Gastronomi odaklı seyahat

Gastronomi, kültürel ve doğal güzelliklerin ardından turistlerin gidecekleri yeri belirleyen en önemli üçüncü unsur olarak sıralanıyor. Türkiye bu konuda ilerleme kaydetse de yapmayı gerekenler de var. Ayça Bilgin yazdı.

Türkiye’yi ziyaret etmeyi düşünen, fakat Türkiye ile ilgili çok az bilgiye sahip bir kişi olduğunuzu varsayalım. Başkalarının seyahat deneyimlerinden ve önerilerinden yararlanmak için Google’da bir arama yaptınız. Karşınıza çıkacak videoların ön izlemelerinin yarıya yakını Ayasofya, Kapadokya veya Akdeniz’in plajları gibi bilindik görüntüler olacaktır. Videoların geriye kalan yarısıyla ilgili ise başka bir şey dikkatinizi çekecek: Görüntülerin neredeyse tamamının yemeklerden oluşacağını göreceksiniz! Zira artık gezginler yalnızca görmek için değil, yemek için de seyahat ediyor, yani gastronomi odaklı seyahat ediyor.

Turizm çeşitliliğinde yeni soluk

Gastronominin seyahat deneyiminde ne kadar önemli bir yer kapladığını ortaya koymak için bu örnek yeterli değilse bazı verilere bakalım: Türkiye’nin 2021 yılında elde ettiği turizm gelirinin 5.4 milyar doları, başka bir deyişle yüzde 22’si, yeme-içme harcamalarından oluştuğunu söylüyor bazı istatistikler.1

Bu oran, diğer tüm harcama kategorilerinin üzerinde. Dünya geneline baktığımızda ise gastronomi, kültürel ve doğal güzelliklerin ardından turistlerin gidecekleri yeri belirleyen en önemli üçüncü unsur olarak sıralanıyor.2

Dünya Turizm Örgütü, gastronomi turizmini yemeğin ve yemekle ilişkili deneyimlerin öne çıktığı, özel bir turistik aktivite tipi olarak tanımlıyor. Buna ek olarak yemeklerin, özel olarak yemek odaklı bir aktivite arayışında olmasak dahi seyahat deneyimimizin bir parçası olduğunu düşünebiliriz.

Turistlerin çoğu geçmişte de günde üç öğün yemek yiyordu, bundan sonra da günde üç öğün yemek yiyecek.

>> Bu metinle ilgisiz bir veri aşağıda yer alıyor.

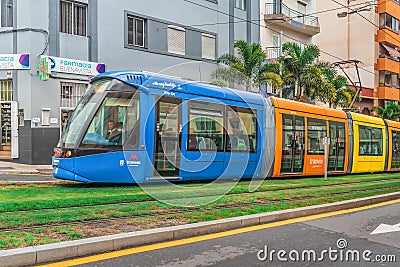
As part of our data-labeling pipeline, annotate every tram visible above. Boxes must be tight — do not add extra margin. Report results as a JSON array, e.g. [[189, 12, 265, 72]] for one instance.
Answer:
[[52, 71, 400, 183]]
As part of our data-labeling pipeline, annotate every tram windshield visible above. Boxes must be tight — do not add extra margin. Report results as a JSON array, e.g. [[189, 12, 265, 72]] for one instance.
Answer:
[[60, 79, 110, 148], [81, 91, 139, 148], [60, 79, 140, 149]]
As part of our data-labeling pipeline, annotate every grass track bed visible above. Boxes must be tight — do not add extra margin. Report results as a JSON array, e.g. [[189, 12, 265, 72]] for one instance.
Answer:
[[0, 173, 399, 249]]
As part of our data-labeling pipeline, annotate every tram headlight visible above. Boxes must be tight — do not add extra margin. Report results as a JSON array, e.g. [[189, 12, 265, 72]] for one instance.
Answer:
[[54, 148, 73, 158], [54, 148, 63, 158], [65, 150, 72, 158]]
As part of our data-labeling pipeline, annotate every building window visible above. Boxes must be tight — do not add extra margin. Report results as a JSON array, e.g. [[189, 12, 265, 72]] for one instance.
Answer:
[[60, 82, 87, 133], [60, 82, 87, 108], [0, 80, 12, 101], [0, 0, 13, 27], [298, 1, 306, 15], [379, 13, 399, 32], [202, 33, 216, 60], [60, 0, 87, 36], [127, 16, 145, 47], [168, 26, 185, 55], [379, 71, 399, 88], [235, 0, 246, 10], [358, 126, 382, 156]]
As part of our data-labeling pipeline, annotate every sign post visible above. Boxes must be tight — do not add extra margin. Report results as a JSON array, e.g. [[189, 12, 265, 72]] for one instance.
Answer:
[[323, 137, 330, 181]]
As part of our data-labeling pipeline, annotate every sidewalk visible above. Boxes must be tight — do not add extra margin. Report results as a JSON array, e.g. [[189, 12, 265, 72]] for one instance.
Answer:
[[0, 160, 53, 175]]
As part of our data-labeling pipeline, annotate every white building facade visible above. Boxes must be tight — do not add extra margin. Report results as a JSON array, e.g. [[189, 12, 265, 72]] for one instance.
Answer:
[[260, 0, 320, 62], [0, 0, 260, 164]]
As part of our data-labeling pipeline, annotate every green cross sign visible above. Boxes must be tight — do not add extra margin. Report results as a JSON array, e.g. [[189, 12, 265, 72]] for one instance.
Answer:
[[39, 57, 49, 81]]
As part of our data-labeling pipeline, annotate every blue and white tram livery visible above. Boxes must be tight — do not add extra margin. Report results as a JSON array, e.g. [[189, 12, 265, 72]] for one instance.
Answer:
[[52, 71, 275, 183]]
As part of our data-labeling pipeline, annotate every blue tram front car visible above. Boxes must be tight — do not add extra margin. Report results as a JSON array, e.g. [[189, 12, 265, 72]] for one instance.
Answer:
[[52, 71, 273, 183]]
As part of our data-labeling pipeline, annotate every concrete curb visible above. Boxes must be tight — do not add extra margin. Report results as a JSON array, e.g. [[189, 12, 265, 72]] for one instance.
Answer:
[[1, 192, 399, 267]]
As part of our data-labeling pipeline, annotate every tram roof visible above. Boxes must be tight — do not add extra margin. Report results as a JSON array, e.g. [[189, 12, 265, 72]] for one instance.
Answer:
[[94, 71, 265, 106], [270, 96, 348, 119]]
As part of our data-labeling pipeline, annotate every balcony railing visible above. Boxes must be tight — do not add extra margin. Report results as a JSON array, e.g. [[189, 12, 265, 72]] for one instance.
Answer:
[[265, 3, 319, 28], [265, 47, 281, 60]]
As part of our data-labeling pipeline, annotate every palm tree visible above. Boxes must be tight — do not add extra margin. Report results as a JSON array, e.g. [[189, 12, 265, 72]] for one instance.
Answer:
[[214, 40, 282, 92], [279, 42, 320, 100], [373, 103, 400, 121], [313, 62, 352, 108]]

O zaman, gastronomiyi turizm açısından önümüzdeki dönemde daha önemli kılacak sebepler neler olabilir?

Z kuşağı yeni lezzetlere daha açık ‘destinasyon’ seçimi odaklı

Dünya Yemek Seyahati Birliği’nin (World Food Travel Association) yürüttüğü bir araştırmanın sonuçlarına göre, ziyaretçilerin gidecekleri yerlerin mutfağıyla ilgili artık daha çok bilgiye erişiminin olması, gastronomiyi turizm açısından önümüzdeki dönemde daha önemli kılacak sebeplerin başında geliyor.3

Sosyal medya yeni yeme-içme deneyimlerini keşfetmeyi teşvik ediyor ve özellikle genç kuşaklar bu keşif olanaklarına büyük ilgi duyuyor.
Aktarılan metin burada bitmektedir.